Алина отвернулась к окну, чувствуя, как щёки предательски теплеют, и сжала руки в кулаки под столом, чтобы скрыть смущение, которое она ненавидела в себе. Дождь барабанил по стёклам, размывая огни машин в цветные пятна, и этот ритм почему-то успокаивал её, несмотря на всё, что случилось за день. Ей было неловко сидеть тут с каким-то парнем, который, скорее всего, просто развлекается, спасая случайных прохожих от дождя, но уходить не хотелось – тепло кофейни, запах корицы и его голос держали её, как якорь в бурю, которая бушевала внутри.
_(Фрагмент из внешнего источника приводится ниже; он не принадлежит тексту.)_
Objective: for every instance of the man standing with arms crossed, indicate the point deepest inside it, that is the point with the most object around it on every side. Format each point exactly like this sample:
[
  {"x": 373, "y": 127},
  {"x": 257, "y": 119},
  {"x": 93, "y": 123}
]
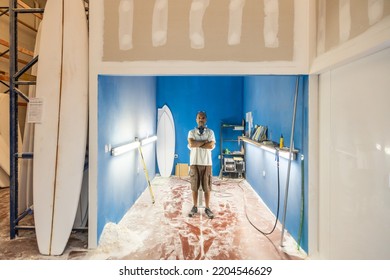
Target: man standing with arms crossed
[{"x": 201, "y": 141}]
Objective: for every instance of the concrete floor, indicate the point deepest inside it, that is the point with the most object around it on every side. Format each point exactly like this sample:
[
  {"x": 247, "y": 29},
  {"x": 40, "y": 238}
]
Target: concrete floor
[{"x": 163, "y": 231}]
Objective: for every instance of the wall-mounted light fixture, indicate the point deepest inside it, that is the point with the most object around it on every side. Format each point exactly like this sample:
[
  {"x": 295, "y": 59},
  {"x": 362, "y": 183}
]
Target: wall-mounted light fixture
[{"x": 131, "y": 146}]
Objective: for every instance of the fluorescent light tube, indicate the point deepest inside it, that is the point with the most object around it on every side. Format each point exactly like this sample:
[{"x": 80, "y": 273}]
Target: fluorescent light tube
[{"x": 125, "y": 148}]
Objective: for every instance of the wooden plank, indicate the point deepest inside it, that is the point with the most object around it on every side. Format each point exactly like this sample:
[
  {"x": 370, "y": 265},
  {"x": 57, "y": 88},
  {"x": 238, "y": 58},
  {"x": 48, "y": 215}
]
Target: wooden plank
[
  {"x": 24, "y": 77},
  {"x": 20, "y": 49},
  {"x": 23, "y": 23},
  {"x": 24, "y": 5},
  {"x": 19, "y": 60}
]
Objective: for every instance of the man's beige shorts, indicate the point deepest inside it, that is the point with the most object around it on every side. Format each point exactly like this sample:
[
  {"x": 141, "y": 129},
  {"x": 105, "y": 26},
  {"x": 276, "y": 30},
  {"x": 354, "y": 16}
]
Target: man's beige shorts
[{"x": 200, "y": 175}]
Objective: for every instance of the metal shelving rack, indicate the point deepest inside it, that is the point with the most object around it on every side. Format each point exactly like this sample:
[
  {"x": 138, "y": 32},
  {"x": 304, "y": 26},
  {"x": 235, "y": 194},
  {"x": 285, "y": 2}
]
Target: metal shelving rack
[
  {"x": 14, "y": 92},
  {"x": 225, "y": 158},
  {"x": 14, "y": 81}
]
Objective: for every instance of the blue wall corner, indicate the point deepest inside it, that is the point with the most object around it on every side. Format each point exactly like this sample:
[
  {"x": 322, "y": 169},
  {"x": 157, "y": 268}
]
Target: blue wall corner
[
  {"x": 127, "y": 108},
  {"x": 219, "y": 96},
  {"x": 271, "y": 101}
]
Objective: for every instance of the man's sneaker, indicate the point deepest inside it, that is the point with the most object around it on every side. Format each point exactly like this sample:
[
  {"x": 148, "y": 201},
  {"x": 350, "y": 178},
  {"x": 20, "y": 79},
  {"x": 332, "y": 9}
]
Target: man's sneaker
[
  {"x": 194, "y": 210},
  {"x": 209, "y": 213}
]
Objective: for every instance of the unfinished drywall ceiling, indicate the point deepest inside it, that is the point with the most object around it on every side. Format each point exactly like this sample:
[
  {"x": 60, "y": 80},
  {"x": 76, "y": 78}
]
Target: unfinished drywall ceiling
[
  {"x": 198, "y": 30},
  {"x": 343, "y": 20}
]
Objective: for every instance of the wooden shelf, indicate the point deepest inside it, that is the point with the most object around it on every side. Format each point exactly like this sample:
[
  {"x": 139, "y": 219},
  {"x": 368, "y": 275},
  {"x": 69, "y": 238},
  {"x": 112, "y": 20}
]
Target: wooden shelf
[{"x": 272, "y": 148}]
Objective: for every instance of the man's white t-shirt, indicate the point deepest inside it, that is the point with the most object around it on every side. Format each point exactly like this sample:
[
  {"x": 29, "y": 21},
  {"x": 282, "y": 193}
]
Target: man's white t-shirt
[{"x": 201, "y": 156}]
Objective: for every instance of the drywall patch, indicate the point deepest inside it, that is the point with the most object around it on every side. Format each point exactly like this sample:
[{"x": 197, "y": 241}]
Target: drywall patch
[
  {"x": 271, "y": 23},
  {"x": 125, "y": 29},
  {"x": 198, "y": 9},
  {"x": 138, "y": 45},
  {"x": 160, "y": 23},
  {"x": 235, "y": 21},
  {"x": 375, "y": 11},
  {"x": 321, "y": 29},
  {"x": 345, "y": 20}
]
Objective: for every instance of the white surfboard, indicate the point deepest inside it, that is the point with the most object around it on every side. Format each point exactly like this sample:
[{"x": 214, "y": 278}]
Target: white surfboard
[
  {"x": 25, "y": 195},
  {"x": 165, "y": 141},
  {"x": 60, "y": 138}
]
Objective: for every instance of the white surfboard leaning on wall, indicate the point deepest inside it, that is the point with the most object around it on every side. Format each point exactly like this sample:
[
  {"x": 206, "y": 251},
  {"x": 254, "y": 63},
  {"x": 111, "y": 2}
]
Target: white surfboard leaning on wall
[
  {"x": 61, "y": 135},
  {"x": 166, "y": 141}
]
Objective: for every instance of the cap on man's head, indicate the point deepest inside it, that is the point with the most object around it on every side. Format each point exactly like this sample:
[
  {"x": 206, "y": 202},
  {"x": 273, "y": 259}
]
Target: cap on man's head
[{"x": 202, "y": 113}]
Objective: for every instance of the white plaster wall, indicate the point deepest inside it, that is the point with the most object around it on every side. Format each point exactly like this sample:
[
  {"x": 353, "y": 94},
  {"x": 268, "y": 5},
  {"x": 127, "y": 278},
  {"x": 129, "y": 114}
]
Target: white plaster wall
[{"x": 354, "y": 162}]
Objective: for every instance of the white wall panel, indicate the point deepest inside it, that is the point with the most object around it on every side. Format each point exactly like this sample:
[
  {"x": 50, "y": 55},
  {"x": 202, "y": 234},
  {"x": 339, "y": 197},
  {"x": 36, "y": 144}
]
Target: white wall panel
[{"x": 355, "y": 160}]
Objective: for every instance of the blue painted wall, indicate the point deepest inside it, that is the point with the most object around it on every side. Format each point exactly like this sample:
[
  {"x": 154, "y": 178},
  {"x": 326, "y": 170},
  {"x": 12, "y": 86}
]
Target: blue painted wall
[
  {"x": 126, "y": 109},
  {"x": 219, "y": 96},
  {"x": 271, "y": 101}
]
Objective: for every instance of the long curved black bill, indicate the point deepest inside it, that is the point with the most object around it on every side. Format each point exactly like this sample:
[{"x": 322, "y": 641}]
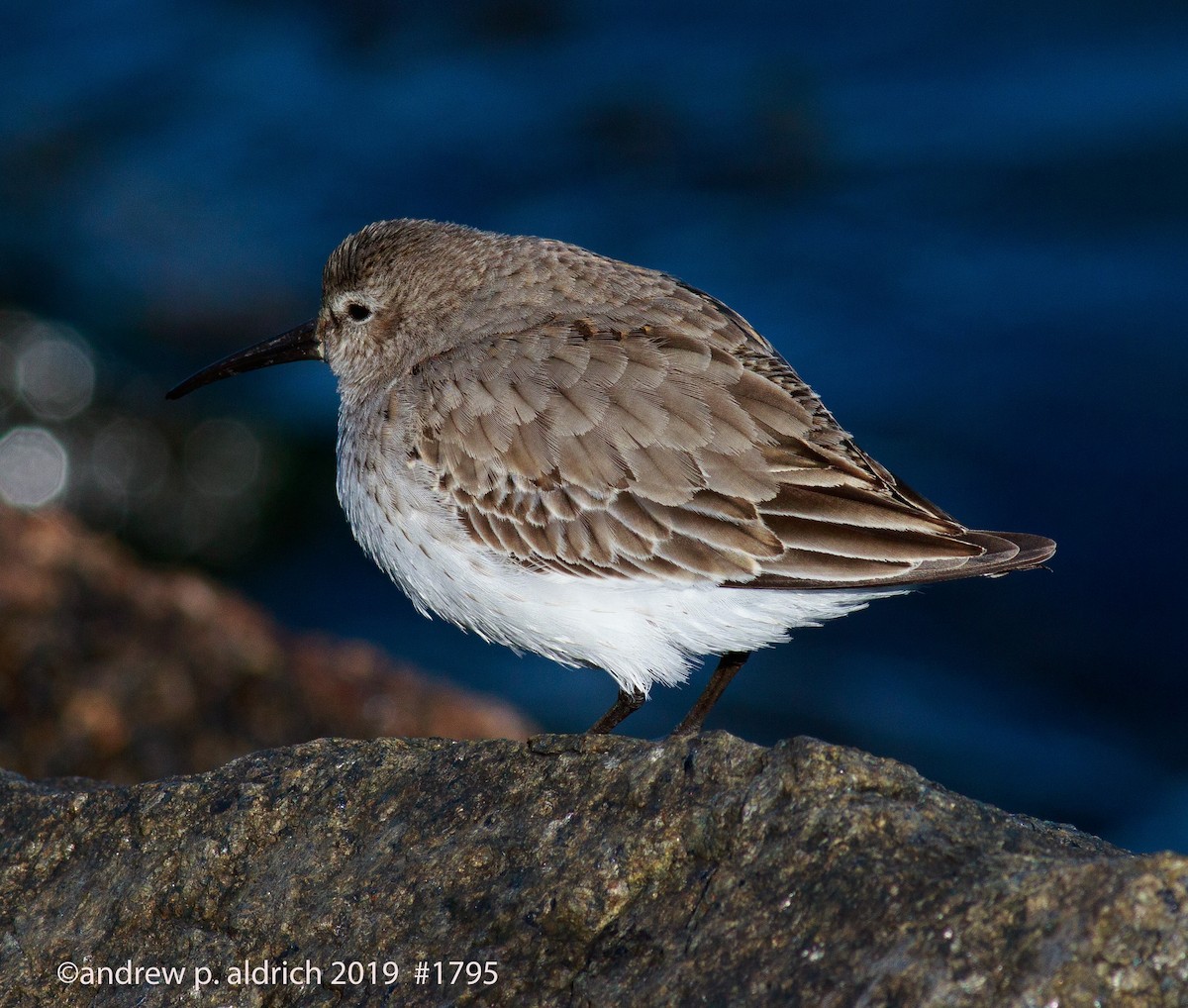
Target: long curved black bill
[{"x": 300, "y": 344}]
– Ты всегда так знакомишься? – спросила она, скрестив руки на груди и глядя на него с лёгким вызовом, чтобы вернуть себе контроль.
– Только с теми, кто наступает мне на ноги, – усмехнулся он, отпивая кофе из своей чашки и глядя на неё поверх края. – А ты всегда такая колючая, или это дождь виноват? Или твой день?
– Только когда день паршивый, – призналась она, расслабляясь против воли, и взяла свой латте. Пена была густой, с лёгким узором в виде листика, и тепло чашки приятно обожгло её замёрзшие пальцы.
Они говорили недолго – о погоде, о том, как он любит снимать дождь, потому что он «честный, не прячет ничего, показывает всё как есть», о её дне, который развалился на куски после утреннего провала. Алина рассказала, как клиент тыкал в её слайды, как шеф смотрел на неё, как на неудачницу, и как она потом сидела в туалете офиса, глядя в зеркало и пытаясь не расплакаться от унижения. Она не понимала, почему говорит это всё ему, незнакомцу, но слова лились сами, как будто кто-то открыл кран. Максим слушал, кивая, подперев подбородок рукой, и даже рассмешил её историей про собаку, которую он снимал в луже – лохматый пёс прыгнул на него, залив грязью с ног до головы, а хозяин только смеялся, пока Максим отряхивался. Когда кофе закончился, чашки остались пустыми на столе, а бариста начала протирать стойку громче, намекая, что пора уходить, они вышли под дождь. Он пожелал ей не промокнуть, задержав взгляд на её лице чуть дольше, чем нужно, и ушёл, растворившись в мокрой улице за пеленой воды, как призрак, который появился и исчез. Алина стояла под козырьком кофейни, смотря ему вслед, и не понимала, почему этот вечер, несмотря на весь ужас дня, вдруг стал чуть менее паршивым, чем она думала. Она вдохнула сырой воздух, поправила сумку на плече и пошла к метро, чувствуя, как тепло от кофе всё ещё греет её изнутри, а его смех эхом звучит в голове.